If you’re in the financial industry, you’ll know that the FTSE 100 and S&P 500 are both indices that show the health of major stock markets. But, if you’re new to investment or a business looking to sell your products internationally, you may be wondering what they measure, and how they differ.

What are the S&P 500 and FTSE 100?
The S&P 500 stands for Standard and Poor’s 500 Index, which is a US stock market index based on market capitalisations of the top 500 businesses that have common stock listed on the New York Stock Exchange or NASDAQ. Otherwise known as ES1, the S&P 500 represents the stock index as accurately as possible, allowing investors to view an ES futures chart and market predictions, assisting them in making more informed financial and economic decisions. The futures market itself is one of the biggest derivative financial markets, allowing you to speculate on the S&P 500 future performance.

On the other hand, the FTSE 100 stands for the Financial Times Stock Exchange 100 Index, and is often known colloquially as ‘Footsie’. The FTSE 100 is a UK stock market index, which looks at market capitalisations of the top 100 businesses that have stock traded on the London Stock Exchange.

Similarly to the S&P 500, the FTSE 100 aims to provide an accurate measure of the market as a whole to make informed predictions. Due to this, it has been used as a measure of the health of the UK’s stock market and the country’s economy for several decades.
However, it’s worth noting that these indices aren’t always representative – they simply look at a sample of the market to make predictions. This detachment was particularly highlighted when the FTSE 100 hit an all-time high in February 2023, despite the wider UK economy being in a state of flux and uncertainty.

What’s the difference?
As you can see, the purpose of the S&P 500 and FTSE 100 is almost identical – they are both used as an indicator of how the US and UK are performing economically. In this sense, the FTSE 100 is to the UK what the S&P 500 is to the US. That said, there are a few differences between the two indices.

Perhaps the biggest difference between the two is the sample size. As you might have guessed, the S&P 500 holds 500 stocks, and the FTSE 100 holds 100. As the S&P 500 holds five times the number of stocks as the FTSE 100, it inevitably is worth more overall. In fact, it’s estimated that the S&P 500 is around 12 times the size of the FTSE 100 when looking at market capitalisation.
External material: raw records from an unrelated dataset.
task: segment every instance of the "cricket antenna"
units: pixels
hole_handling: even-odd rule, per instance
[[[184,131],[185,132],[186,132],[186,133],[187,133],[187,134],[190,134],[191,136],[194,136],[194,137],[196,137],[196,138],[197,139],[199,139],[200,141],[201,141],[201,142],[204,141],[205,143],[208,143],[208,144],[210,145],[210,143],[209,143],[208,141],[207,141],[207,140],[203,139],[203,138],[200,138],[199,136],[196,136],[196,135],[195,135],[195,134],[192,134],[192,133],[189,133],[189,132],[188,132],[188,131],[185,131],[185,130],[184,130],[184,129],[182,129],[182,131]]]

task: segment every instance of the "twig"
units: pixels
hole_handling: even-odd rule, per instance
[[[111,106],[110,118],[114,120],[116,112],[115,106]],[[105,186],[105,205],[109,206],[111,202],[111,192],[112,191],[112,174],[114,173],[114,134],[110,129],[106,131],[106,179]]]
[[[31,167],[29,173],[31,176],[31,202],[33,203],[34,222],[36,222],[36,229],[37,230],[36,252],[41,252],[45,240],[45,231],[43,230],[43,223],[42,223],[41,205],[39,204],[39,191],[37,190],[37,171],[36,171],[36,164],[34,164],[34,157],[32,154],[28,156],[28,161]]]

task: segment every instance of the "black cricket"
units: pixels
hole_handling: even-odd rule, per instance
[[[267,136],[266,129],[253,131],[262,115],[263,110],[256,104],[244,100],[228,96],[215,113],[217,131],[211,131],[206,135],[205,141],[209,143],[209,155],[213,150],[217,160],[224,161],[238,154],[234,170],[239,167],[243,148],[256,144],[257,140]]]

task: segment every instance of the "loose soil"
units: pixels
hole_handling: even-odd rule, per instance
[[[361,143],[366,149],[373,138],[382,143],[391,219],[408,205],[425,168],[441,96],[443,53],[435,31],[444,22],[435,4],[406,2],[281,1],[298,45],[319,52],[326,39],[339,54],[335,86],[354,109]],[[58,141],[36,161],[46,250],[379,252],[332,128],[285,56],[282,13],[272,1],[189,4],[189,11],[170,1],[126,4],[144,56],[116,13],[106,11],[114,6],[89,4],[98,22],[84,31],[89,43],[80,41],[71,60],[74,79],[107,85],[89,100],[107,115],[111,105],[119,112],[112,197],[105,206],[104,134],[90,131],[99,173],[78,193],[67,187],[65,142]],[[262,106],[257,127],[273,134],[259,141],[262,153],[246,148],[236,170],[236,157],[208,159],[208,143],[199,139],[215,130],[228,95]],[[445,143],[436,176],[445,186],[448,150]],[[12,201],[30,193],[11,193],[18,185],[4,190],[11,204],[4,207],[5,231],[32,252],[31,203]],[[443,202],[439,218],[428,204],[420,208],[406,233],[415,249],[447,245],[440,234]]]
However, due to the types of businesses within the indices, and the markets they operate in, the FTSE 100 does tend to be more stable than the S&P 500, which can be a little riskier due to the instability and ever-changing nature of the technology sector – hence why the S&P 500 is looking to distance itself from ‘Big Tech’.

Overall, there are many similarities and differences between the FTSE 100 and S&P 500. By understanding this, you will be better placed to monitor the UK and US markets as a trader or investor alike.